La carretera costera que sube por New South Wales hacia Queensland es larga, no especialmente bonita en su tramo más transitado, y lleva a Byron Bay, que es el sitio más ambivalente de Australia: simultáneamente el lugar donde uno querría estar y el lugar que los que estuvieron primero están intentando recuperar de los que llegaron después.

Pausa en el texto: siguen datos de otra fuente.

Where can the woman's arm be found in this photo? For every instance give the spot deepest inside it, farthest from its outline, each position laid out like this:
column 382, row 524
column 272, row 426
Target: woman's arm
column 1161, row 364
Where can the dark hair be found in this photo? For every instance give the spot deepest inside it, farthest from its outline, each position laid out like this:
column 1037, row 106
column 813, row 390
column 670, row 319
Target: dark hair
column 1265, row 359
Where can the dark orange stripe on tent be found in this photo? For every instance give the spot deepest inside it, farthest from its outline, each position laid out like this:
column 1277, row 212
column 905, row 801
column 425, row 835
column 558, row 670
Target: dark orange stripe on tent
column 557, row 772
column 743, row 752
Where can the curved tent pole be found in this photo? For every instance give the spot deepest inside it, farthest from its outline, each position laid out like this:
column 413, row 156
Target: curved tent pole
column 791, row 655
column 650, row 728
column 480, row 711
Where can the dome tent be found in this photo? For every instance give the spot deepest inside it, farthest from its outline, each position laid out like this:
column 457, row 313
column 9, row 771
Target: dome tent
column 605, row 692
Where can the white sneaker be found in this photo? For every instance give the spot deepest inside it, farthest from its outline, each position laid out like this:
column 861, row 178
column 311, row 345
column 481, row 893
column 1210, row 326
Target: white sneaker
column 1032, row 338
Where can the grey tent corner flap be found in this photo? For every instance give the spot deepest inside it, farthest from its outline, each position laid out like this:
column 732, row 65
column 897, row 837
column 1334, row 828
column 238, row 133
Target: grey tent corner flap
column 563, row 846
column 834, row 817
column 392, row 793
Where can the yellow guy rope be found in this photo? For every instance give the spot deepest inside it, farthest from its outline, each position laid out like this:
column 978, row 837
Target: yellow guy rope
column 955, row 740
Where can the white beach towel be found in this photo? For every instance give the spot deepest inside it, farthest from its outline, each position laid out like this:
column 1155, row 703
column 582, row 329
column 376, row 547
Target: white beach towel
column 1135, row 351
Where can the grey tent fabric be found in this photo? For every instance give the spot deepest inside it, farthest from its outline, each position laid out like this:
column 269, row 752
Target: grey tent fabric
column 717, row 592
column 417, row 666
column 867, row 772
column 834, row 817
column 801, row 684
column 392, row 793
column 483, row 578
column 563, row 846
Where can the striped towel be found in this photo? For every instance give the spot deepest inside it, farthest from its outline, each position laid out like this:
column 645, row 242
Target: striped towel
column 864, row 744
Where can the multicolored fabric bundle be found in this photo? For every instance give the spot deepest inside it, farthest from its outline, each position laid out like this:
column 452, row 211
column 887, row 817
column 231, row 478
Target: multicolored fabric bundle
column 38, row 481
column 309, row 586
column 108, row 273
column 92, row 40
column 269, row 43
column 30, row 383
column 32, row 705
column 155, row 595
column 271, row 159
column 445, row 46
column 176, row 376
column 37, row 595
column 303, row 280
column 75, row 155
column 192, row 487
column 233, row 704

El trayecto en coche desde Sydney son unas ocho horas si uno no para, que es la forma incorrecta de hacerlo. La Pacific Highway tiene desvíos que justifican el viaje por sí solos: Port Macquarie, Coffs Harbour, el valle de Bellingen que está veinte kilómetros hacia el interior y que en un día ordinario tiene la luz y la temperatura y el sonido que uno esperaría de algún lugar más lejano.
Byron Bay fue un pueblo de pescadores y mochileros antes de convertirse en lo que es ahora: una economía de bienestar de alta gama donde el yoga cuesta lo que cuesta y donde las casas que antes alquilaban los surfers durante meses se rentan ahora por semana a precios que el mercado de Sydney habría rechazado hace diez años.
La playa sigue siendo real. El faro, el más al este de Australia continental, sigue siendo el mismo. Los delfines siguen apareciendo. Pero el pueblo que había alrededor de esas cosas es ahora otra cosa, y la distancia entre lo que Byron vende y lo que Byron puede ofrecer a quien llega con la expectativa que Byron vende es una fuente de insatisfacción generalizada que nadie menciona en los reels.
La Pacific Highway hacia Byron Bay es uno de esos viajes que vale la pena hacer al menos una vez para entender por qué Australia no cabe en sus propios mitos. El paisaje es real, el mar es real, la distancia es real. Lo que hay al final del camino es más complicado que la postal, como suele ocurrir con todos los finales de camino que merecen recorrerse.